We are trying to understand why the $\eta'$ acquires a mass in pure QCD (no external fields). This is indeed explained by the $U(1)_A\times [SU(3)]^2$ anomaly. Note that the $SU(3)$ is the QCD gauge symmetry, so we cannot turn these fields off. The anomaly in the $U(1)_A$ current is proportional to $G_{\mu\nu}\tilde{G}^{\mu\nu}$, which is a total divergence. This is not an impediment, because QCD has topological $|n\rangle$ sectors, and the partition function in the presence of a topological $\theta$-term ${\cal L}_\theta\sim\theta G_{\mu\nu}\tilde{G}^{\mu\nu}$ has $\theta$ dependence. The topological term has a vanishing vacuum expectation value (QCD does not spontaneously break CP), but the $\eta'$ mass is controlled by the associated susceptibility
(with a caveat, explained by Witten and Veneziano)
$$
\chi_{top} \sim \frac{1}{V} \int d^4x\, \langle G_{\mu\nu}\tilde{G}^{\mu\nu}(0)G_{\alpha\beta}\tilde{G}^{\alpha\beta}(x)\rangle .
$$
This quanitity is of order $\Lambda_{QCD}^4$, and as a result the $\eta'$ acquires a mass comparable to other non-Goldstone bosons.

Pure QCD has a $SU(3)_L\times SU(3)_R$ flavor symmetry, which I can try to (weakly) gauge. We find that this symmetry is anomalous, and in the chiral broken phase this anomaly can be represented by a Wess-Zumino term, which (among other things) reproduces the $\pi^0\to 2\gamma$ decay. I can ask whether this anomaly contributes to the mass of the $\pi^0$. Note that 1) EM certainly does contribute to the mass of charged Goldstone bosons, 2) the anomaly is again proportional to $F_{\mu\nu}\tilde{F}^{\mu\nu}$, which is a surface term (but QED does not have topological sectors). Finally, in the standard model $SU(2)_L\times U(1)_Y$ is gauged, but the QCD anomaly (represented by the Wess-Zumino term) is cancelled by leptons.

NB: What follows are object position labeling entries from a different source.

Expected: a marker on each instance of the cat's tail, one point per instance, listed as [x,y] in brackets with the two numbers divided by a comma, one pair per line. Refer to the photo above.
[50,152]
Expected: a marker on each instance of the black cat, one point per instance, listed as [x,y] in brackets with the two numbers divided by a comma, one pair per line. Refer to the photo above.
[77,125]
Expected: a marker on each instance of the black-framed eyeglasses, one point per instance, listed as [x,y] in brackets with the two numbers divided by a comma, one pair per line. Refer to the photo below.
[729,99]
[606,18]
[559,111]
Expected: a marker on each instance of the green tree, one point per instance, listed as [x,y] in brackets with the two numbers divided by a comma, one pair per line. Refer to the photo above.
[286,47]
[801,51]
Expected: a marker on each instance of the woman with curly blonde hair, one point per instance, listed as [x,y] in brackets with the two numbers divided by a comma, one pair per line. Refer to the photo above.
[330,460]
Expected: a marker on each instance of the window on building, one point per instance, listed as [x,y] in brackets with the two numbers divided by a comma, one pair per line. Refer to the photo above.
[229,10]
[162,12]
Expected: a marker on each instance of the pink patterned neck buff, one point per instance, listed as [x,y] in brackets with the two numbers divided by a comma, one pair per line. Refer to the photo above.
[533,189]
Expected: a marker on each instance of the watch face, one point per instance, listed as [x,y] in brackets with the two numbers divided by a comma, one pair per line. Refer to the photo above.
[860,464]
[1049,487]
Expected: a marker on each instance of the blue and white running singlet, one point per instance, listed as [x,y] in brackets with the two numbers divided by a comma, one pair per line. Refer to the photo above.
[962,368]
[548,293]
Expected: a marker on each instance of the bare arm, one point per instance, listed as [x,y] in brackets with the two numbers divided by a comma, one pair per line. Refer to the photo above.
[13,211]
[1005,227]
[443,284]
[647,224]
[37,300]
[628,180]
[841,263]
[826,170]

P.S.: An explanation of why the $\pi^0$ does not acquire a mass (in more modern language) is also given here.

## Best Answer

I only expand TwoBs comment to your answer.

There is following statement: massless particles with both of helicities $\pm 1$ can't be represented by 4-vector field $A_{\mu}$. The only field (up to equivalence) which represents corresponding particles is $F_{\mu \nu}$. If you decide to represent these particles by $A_{\mu}$, then it won't be 4-vector: $$ A_{\mu}(x) \to \Lambda_{\mu}^{\ \nu}A_{\nu}(\Lambda x) + \partial_{\mu}\psi (x) , $$ or, equivalently, $$ \tag 1 \epsilon_{\mu}(p) \to \Lambda_{\mu}^{\ \nu}\epsilon_{\nu}(p) + p_{\mu}\psi(p^{2}). $$ So if we build theory of interaction of some matter field with $A$-field (we need it because it represents the inverse square law, while $F_{\mu \nu}$-interaction doesn't), we need to verify that interaction processes are lorentz-invariant, i.e., second summand in $(1)$ doesn't affect on physical amplitude. It can be shown in the soft-photons limit that it's really true only if total charge in process is conserved. But conservation of charge is nothing but 4-vector current conservation in integral form.

So you see that 4-current conservation is necessary for Lorentz-invariance of QED (as 4-momentum conservation and the equivalence principle is necessary for Lorentz-invariance of gravitation theory).

Some similar answer is already written here.